Generic deriving: new default methods
Simon Peyton-Jones
simonpj at microsoft.com
Wed Jan 12 09:13:40 CET 2011
| * Does the generic default have to be fixed at the time of the class
| definition?
|
| I think that Pedro's proposal's say "no", whereas Simon's proposals
| imply "yes" to this question. I think that it may be a common scenario
| that someone writes a library defining a class, and someone else comes
| up with a generic way to define instances for the class. I think it
| would be good if we could support that.
Harumph. Well that would involve a new nest of design issues
* What if there was more than one generic default visible?
* What if a class had both a H98 default for a method, and a "later" generic default?
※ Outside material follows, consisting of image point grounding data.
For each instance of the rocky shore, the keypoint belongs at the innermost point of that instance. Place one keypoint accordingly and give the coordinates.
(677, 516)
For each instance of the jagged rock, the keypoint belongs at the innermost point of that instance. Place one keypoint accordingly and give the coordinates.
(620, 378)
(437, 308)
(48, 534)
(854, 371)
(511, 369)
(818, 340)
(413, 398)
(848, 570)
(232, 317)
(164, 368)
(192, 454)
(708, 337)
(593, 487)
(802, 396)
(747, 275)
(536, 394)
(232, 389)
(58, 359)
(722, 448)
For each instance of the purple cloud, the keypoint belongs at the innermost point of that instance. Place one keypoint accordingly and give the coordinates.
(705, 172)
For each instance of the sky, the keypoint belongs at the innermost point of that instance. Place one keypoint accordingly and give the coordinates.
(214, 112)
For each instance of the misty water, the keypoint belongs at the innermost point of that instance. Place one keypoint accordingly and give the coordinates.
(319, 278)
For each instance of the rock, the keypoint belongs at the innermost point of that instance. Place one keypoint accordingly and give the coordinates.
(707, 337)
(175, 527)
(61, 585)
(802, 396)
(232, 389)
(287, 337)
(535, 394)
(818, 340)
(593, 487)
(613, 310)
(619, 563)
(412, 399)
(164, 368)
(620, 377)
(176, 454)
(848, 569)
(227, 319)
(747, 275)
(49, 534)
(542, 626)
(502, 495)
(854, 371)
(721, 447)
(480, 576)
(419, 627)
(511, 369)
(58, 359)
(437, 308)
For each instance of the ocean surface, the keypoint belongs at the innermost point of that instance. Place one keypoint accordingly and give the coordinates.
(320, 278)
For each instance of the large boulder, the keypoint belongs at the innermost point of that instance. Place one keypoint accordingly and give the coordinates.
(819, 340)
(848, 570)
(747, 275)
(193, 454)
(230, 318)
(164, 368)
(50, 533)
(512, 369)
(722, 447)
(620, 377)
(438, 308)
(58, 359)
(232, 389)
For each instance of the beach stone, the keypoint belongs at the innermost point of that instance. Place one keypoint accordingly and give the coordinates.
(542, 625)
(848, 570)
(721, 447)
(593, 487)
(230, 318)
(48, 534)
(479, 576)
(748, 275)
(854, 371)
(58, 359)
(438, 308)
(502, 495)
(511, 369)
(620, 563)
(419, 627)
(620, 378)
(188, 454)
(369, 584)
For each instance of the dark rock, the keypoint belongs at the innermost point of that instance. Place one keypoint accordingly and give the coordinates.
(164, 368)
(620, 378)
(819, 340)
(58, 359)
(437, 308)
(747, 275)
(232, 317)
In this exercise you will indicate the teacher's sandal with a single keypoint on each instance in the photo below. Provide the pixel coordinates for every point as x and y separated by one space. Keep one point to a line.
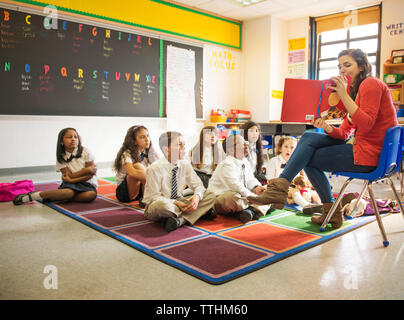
276 193
18 199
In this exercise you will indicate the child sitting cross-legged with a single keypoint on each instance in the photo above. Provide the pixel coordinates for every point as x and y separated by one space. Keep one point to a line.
301 193
166 179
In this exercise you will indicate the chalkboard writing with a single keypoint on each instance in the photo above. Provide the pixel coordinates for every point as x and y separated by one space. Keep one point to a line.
198 85
74 68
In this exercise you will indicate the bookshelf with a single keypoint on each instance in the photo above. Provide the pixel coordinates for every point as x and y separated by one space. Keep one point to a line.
397 88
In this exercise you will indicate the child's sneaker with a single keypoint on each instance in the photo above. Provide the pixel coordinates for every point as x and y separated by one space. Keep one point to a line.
313 208
246 215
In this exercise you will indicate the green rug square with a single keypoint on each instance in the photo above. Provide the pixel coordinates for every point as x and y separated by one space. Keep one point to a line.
276 212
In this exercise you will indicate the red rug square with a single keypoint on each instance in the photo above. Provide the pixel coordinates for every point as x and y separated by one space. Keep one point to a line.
270 237
46 186
152 235
102 182
214 256
115 217
219 223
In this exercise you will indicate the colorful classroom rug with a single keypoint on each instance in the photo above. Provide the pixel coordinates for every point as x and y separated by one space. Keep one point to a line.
215 251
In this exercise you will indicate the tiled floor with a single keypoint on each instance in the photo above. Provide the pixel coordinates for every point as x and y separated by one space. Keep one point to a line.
91 265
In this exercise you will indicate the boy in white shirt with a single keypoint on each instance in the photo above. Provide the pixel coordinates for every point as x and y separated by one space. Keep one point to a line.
233 180
165 182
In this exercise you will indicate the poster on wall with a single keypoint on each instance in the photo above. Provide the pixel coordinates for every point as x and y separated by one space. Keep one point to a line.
180 82
297 58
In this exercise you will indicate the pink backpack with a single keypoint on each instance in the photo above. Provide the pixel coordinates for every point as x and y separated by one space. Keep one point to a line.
8 191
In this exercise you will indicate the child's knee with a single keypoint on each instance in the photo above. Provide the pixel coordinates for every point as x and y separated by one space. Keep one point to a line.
139 166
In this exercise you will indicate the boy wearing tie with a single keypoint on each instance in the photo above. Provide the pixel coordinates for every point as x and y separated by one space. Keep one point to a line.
165 183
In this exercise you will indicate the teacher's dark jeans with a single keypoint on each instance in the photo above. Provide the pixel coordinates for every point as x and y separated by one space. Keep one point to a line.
317 153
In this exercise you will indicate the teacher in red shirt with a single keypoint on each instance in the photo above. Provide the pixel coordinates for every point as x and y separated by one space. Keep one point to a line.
370 112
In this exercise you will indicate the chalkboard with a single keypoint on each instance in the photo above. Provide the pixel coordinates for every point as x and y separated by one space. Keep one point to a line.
59 67
198 86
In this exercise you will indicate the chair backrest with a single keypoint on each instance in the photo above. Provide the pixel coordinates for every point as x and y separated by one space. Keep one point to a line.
390 157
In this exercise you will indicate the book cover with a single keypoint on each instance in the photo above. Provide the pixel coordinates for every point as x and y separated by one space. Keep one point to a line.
331 106
306 100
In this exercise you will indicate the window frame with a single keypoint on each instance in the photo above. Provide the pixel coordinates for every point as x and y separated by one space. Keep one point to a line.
315 46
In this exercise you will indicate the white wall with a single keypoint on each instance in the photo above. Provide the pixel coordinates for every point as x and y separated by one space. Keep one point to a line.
257 56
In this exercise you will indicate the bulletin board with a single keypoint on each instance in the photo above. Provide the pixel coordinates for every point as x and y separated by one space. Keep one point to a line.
63 67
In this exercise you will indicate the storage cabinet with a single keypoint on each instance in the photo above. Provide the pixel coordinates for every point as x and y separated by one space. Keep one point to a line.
397 89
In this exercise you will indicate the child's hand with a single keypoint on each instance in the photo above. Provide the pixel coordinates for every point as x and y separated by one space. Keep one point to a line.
66 178
194 201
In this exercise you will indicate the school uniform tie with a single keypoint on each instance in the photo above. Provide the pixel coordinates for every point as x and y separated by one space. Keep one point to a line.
174 187
243 172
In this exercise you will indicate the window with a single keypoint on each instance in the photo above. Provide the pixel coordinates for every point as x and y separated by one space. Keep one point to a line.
348 30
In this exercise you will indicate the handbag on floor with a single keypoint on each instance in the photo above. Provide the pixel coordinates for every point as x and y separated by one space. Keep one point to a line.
8 191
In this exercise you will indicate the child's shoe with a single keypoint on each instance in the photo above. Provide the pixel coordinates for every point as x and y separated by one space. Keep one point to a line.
313 208
174 223
246 215
276 193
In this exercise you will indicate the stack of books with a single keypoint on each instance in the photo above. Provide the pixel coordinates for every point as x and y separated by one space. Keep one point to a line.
238 115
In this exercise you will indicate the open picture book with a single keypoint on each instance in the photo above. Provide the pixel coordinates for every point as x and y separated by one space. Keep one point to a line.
306 100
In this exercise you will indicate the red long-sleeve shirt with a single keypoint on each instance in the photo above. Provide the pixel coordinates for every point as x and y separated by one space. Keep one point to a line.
375 114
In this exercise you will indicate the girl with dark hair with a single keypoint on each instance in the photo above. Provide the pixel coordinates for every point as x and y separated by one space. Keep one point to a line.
207 154
134 156
78 172
252 134
370 112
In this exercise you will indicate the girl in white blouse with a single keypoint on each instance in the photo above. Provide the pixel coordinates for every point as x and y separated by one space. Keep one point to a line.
207 154
134 156
76 163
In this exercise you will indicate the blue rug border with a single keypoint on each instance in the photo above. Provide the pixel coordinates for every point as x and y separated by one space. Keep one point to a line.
228 277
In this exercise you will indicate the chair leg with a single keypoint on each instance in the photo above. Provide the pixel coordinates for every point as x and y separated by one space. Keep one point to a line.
351 214
396 195
334 206
377 214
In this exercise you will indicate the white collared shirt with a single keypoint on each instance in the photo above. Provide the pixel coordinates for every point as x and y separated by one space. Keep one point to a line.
158 180
77 164
228 176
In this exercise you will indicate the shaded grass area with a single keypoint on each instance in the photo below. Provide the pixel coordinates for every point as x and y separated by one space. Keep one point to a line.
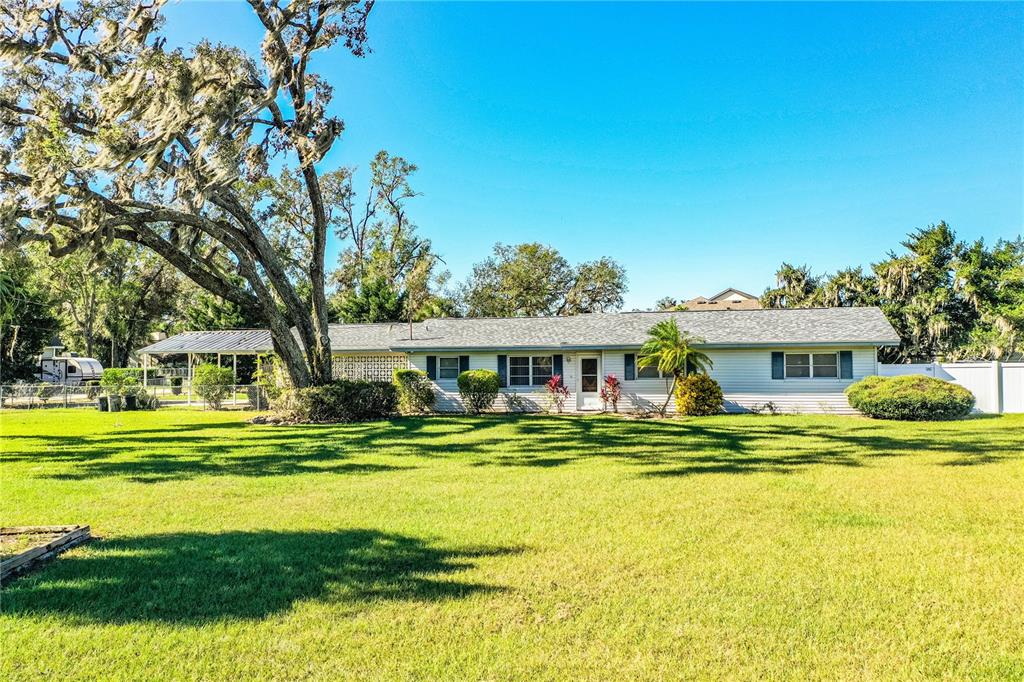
512 547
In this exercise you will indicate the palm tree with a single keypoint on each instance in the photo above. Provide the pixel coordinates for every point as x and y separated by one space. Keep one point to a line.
672 352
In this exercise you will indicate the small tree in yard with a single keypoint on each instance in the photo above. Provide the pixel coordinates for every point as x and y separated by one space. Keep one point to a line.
213 383
698 395
478 389
672 352
558 392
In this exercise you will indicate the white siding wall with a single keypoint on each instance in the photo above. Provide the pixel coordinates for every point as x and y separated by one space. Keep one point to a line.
536 396
744 376
745 379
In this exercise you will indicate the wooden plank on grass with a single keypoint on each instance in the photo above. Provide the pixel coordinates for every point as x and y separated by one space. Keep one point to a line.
74 536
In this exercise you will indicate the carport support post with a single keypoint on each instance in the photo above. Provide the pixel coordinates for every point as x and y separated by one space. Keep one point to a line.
997 386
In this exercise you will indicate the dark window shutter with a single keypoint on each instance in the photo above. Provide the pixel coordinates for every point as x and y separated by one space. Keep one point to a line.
503 371
846 365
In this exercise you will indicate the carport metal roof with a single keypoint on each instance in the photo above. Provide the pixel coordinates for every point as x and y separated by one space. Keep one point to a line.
233 341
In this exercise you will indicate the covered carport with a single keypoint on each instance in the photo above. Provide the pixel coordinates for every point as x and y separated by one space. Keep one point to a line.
221 343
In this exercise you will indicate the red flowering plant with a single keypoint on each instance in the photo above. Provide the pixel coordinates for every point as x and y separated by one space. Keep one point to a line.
611 391
558 392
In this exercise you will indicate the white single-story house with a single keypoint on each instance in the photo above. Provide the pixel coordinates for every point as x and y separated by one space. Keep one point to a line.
796 359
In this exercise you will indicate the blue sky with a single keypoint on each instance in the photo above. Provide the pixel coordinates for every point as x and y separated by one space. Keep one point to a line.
698 144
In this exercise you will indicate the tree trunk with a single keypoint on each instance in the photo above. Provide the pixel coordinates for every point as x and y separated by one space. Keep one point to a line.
318 356
672 392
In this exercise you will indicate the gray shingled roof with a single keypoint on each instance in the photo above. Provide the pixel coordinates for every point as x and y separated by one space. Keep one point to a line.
602 330
227 341
719 328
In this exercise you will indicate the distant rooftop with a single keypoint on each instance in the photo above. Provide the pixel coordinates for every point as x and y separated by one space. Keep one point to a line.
730 299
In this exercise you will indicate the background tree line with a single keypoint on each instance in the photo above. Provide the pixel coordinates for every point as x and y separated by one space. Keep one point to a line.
946 298
143 174
107 303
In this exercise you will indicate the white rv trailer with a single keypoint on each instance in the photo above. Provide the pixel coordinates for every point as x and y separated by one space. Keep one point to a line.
67 369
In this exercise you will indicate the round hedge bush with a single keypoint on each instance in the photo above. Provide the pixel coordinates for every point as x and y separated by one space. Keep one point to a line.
910 397
478 389
698 395
416 394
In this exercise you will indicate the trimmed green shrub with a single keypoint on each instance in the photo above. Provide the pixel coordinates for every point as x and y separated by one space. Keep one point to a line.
912 397
118 381
46 391
91 389
213 383
698 395
415 392
341 401
478 389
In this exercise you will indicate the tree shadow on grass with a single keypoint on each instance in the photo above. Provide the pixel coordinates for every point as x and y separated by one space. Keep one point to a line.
662 448
159 468
198 578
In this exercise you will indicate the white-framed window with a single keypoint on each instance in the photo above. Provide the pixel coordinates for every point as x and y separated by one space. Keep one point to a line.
529 370
448 368
808 366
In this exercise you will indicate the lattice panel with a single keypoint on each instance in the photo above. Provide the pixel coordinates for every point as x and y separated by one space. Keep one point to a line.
370 368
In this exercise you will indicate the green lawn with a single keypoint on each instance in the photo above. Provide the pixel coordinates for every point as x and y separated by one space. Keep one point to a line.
527 548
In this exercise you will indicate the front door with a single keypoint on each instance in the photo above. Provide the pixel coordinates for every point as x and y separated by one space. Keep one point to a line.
588 396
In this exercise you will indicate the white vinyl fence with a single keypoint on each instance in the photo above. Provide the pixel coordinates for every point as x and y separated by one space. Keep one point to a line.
998 387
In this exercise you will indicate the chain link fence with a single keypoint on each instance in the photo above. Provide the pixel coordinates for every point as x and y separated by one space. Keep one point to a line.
41 396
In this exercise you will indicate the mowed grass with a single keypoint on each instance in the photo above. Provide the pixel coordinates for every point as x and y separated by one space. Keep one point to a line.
517 548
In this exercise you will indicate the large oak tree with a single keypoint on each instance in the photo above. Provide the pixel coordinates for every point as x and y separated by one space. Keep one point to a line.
105 134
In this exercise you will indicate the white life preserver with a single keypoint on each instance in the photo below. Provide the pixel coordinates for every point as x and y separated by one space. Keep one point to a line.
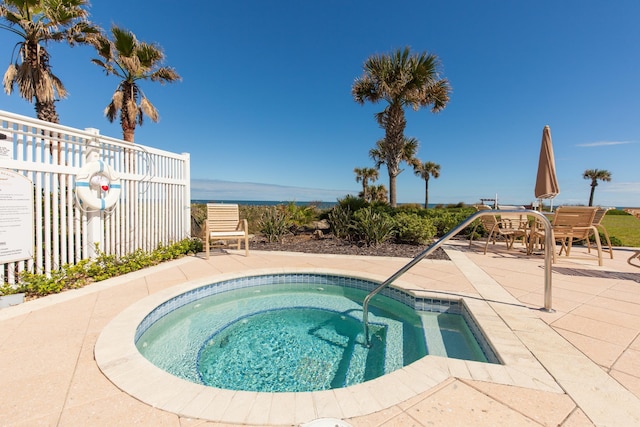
94 180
* Could the generic defaults be overlapping? eg
generic instance Representable a => C a where
op4 = blah
generic instance Representable a => C [a] where
op4 = blah-list
* What does it mean for a generic default to be "visible" anyway? I suppose you could say "use the same rules as instance declarations, but those rules are horrible.
* Can different methods (op3 and op4) have different generic defaults? eg
generic instance Representable a => C a where
op3 = blah3
...and somewhere else...
generic instance Foogle a => C a where
op4 = blah 4
* How do generic instances differ from ordinary (overlapping) instances. They are pretty close as you can see above.
Now there are legitimate questions about "superclass defaults" etc, see http://hackage.haskell.org/trac/ghc/ticket/788 and http://hackage.haskell.org/trac/ghc/ticket/2895. But I don't want to conflate the two.
So for my money, I say let's stick to the H98 mechanism, of specifying defaults with the class, and treat the issue of overriding etc separately.
Or can you see simple answers to the above?